わからせ

神山創(4年/FW/湘南高校)

子供の頃から脚が速かった僕にとって、サッカーにおける楽しみは相手をスピードで出し抜くことだけだった。CBの時は裏抜けしたFWに後ろから追いついてクリアしたり、SBの時は上手いWGにかわされた後すぐに追いついてボール奪取したり、FWの時は裏抜けして独走ゴール決めちゃったり…などなど。とりあえずスピードで相手を「わからせ」できればなんでもよかった僕にとって、技術の向上に対する興味なんてまるでなかったし、中学まではそれで大体はなんとかなった。サッカーが大変楽しく、それでいて大変舐め腐っていた。

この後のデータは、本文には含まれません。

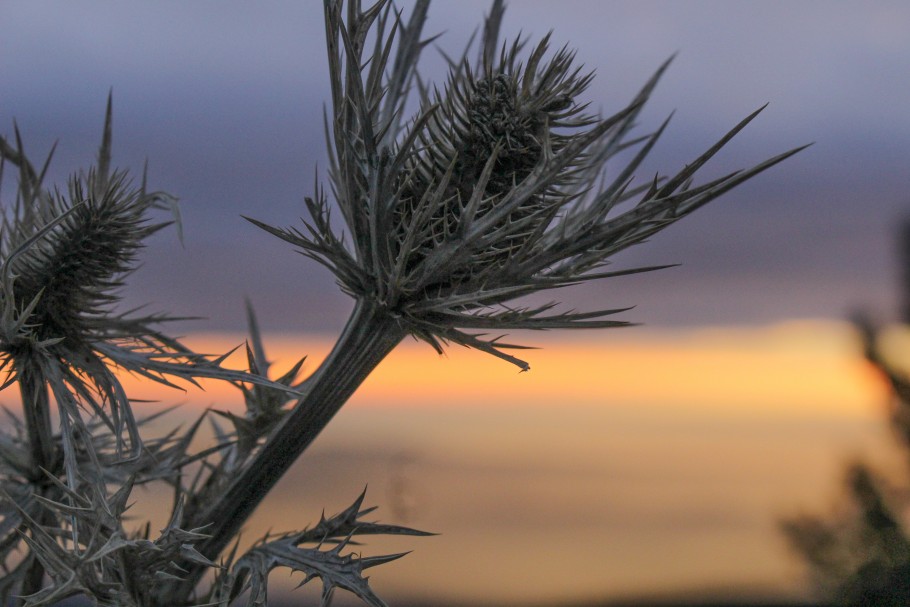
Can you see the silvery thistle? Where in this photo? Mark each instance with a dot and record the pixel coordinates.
(493, 190)
(64, 490)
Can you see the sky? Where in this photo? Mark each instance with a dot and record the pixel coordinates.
(674, 448)
(658, 463)
(224, 100)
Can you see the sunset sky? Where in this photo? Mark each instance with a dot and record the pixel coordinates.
(650, 459)
(224, 99)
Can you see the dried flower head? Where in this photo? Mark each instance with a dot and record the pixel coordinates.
(63, 259)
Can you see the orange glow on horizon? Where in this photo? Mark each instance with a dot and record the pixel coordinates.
(798, 366)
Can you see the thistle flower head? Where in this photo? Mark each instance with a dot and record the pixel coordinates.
(495, 189)
(63, 259)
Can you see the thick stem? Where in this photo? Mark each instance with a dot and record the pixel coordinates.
(370, 334)
(37, 412)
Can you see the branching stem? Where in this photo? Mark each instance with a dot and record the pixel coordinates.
(370, 334)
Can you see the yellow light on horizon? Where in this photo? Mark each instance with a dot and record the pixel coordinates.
(797, 366)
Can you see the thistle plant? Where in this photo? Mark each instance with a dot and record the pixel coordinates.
(457, 202)
(491, 191)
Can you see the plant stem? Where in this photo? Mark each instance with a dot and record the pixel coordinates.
(36, 410)
(369, 335)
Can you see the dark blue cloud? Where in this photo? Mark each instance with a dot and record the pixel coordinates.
(224, 100)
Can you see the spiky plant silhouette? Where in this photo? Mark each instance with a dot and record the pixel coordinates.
(489, 192)
(492, 190)
(861, 554)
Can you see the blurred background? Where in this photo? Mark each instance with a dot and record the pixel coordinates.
(653, 462)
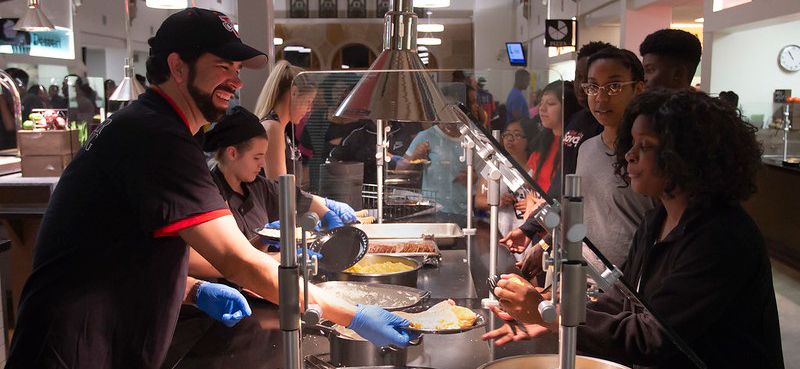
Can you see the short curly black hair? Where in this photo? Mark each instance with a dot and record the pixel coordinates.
(626, 57)
(676, 44)
(706, 150)
(592, 48)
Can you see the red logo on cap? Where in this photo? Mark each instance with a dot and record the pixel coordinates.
(228, 24)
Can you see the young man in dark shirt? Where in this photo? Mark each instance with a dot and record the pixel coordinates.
(582, 125)
(670, 58)
(687, 255)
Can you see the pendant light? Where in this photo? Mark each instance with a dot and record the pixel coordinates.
(130, 88)
(34, 19)
(396, 87)
(166, 4)
(429, 28)
(431, 3)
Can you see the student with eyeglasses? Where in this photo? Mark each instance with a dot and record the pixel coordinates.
(612, 211)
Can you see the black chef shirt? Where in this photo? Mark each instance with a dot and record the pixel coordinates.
(109, 272)
(259, 204)
(710, 279)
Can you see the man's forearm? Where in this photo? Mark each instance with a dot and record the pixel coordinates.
(223, 245)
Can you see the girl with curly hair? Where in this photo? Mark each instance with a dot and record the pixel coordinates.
(698, 259)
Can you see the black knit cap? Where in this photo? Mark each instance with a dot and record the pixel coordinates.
(205, 30)
(239, 126)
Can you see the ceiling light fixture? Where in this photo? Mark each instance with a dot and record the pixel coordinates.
(431, 3)
(130, 88)
(430, 41)
(686, 25)
(34, 20)
(166, 4)
(430, 27)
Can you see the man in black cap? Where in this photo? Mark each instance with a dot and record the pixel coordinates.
(110, 262)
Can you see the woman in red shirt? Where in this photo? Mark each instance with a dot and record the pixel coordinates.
(553, 111)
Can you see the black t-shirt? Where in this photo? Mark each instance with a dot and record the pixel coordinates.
(109, 272)
(581, 127)
(709, 279)
(259, 205)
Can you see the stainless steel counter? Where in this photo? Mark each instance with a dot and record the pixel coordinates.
(256, 341)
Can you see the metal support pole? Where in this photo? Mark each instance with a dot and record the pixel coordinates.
(493, 198)
(573, 272)
(289, 274)
(787, 125)
(380, 154)
(468, 158)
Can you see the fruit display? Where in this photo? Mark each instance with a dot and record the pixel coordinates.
(47, 119)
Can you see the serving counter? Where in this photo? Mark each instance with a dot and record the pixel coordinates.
(776, 209)
(255, 342)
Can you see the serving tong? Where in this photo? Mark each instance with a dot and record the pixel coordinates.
(513, 323)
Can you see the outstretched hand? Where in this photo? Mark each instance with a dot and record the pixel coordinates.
(506, 334)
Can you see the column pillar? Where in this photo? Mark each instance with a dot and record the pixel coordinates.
(257, 29)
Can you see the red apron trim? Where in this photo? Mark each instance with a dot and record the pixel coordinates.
(174, 106)
(172, 229)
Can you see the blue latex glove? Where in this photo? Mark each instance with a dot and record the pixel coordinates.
(331, 220)
(380, 326)
(344, 211)
(222, 303)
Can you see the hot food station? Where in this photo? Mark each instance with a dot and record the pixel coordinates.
(439, 275)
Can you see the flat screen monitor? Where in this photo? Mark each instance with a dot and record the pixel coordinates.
(516, 54)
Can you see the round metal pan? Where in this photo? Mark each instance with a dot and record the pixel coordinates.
(479, 322)
(404, 278)
(389, 297)
(340, 248)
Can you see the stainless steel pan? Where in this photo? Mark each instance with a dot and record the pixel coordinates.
(389, 297)
(404, 278)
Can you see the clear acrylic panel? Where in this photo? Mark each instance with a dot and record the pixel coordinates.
(424, 169)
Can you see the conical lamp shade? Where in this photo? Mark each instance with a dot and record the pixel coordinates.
(397, 88)
(128, 90)
(34, 20)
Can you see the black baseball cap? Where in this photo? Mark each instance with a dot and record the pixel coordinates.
(206, 30)
(239, 126)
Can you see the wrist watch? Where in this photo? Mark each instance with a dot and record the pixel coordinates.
(544, 245)
(194, 291)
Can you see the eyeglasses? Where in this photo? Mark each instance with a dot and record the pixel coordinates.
(516, 136)
(612, 88)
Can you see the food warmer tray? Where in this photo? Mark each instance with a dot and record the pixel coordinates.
(433, 257)
(389, 297)
(442, 233)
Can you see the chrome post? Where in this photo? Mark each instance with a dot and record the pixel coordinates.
(787, 125)
(469, 155)
(380, 154)
(493, 198)
(289, 274)
(573, 272)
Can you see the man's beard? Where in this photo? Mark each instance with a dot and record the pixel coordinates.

 これが高校にあがった途端になにもかもうまく行かなくなった。高校生にしてはあまりに稚拙な技術が足を引っ張り、3年間の大半をCチームで過ごした。しかし僕の全てが通用しなかった訳ではなかった。A対Cの紅白戦で、絶対的主力だった先輩が僕にまったく追いつけなかったときは大変気持ちよかった。こんなことがたま〜に起きるから、やっぱり中学校までのスタンスが変わることはなく、結局高校では公式戦に出れなかった。

 浪人を経てサッカーを観るようになり、サッカーに対する見方が180度変わった。頭脳的なプレーに憧れを持つようになり、北大に入ってからは上手い同期や先輩の華麗なプレーを真似しようとした。先に結果だけを言うと、これは大失敗に終わった。
 これに関しては、頭脳的なプレーどうこう以前に、技術が全く大学レベルになかったことが理由として考えられる。縦パスを受けてターンしようとしたのに気付いたらボールは明後日の方向に飛んでいっているなんてことはザラにあった。そんなFWに対する声は厳しく、後ろから罵声を浴びせられ続けた僕はすっかりビクビクFWになってしまい、自分のプレーがよく分からなくなっていた。長所であり、サッカーにおける最大のモチベーションであったはずの脚の速さを生かすことができなくなり、サッカーが楽しみではなくなった時期もあった。

 大学サッカーも3年目に突入しようというところで、転機が訪れた。当時、CFにはポストプレー、得点力ともにレベルの高い本郷さん、謎技術でボールを失わない松尾、ちゃっかり点をとる西方がいて、僕はCFの4番手くらいの立ち位置であった。このままCFにいたらまずいと思った自分は、右SHにポジションを移す事を決意した。とはいっても、ドリブルなんて人生で一度も練習してこなかった自分にできることは、中盤が前向きでボールを持ったときに、何も考えずに裏へ走り抜けることだけだった。やっていることは完全に中学のときと同じであったが、スピードが生かされる場面も増えたことで再認識した。自分のサッカーにおける一番の楽しみは、相手をスピードでわからせることなんだ、と。

 我ながらなんてしょうもない性分なんだと思うけれど、ラストシーズン前に自分のサッカーに対する気持ちが固まったのは本当によかった。スピードを活かせる場面自体を増やすために、冬は人生初のドリブル練習をした。そのおかげで、多少はサイドでドリブルを仕掛けられるようになった。まだまだ下手くそだけど、今シーズンはより多くの相手を「わからせ」したい。そしてそのプレーが得点に繋がったりしたら本当に気持ちがいいんじゃないだろうか。

 結局ここに戻ってきた感があるけれど、なんか初志貫徹って感じでエモいんじゃないかな〜。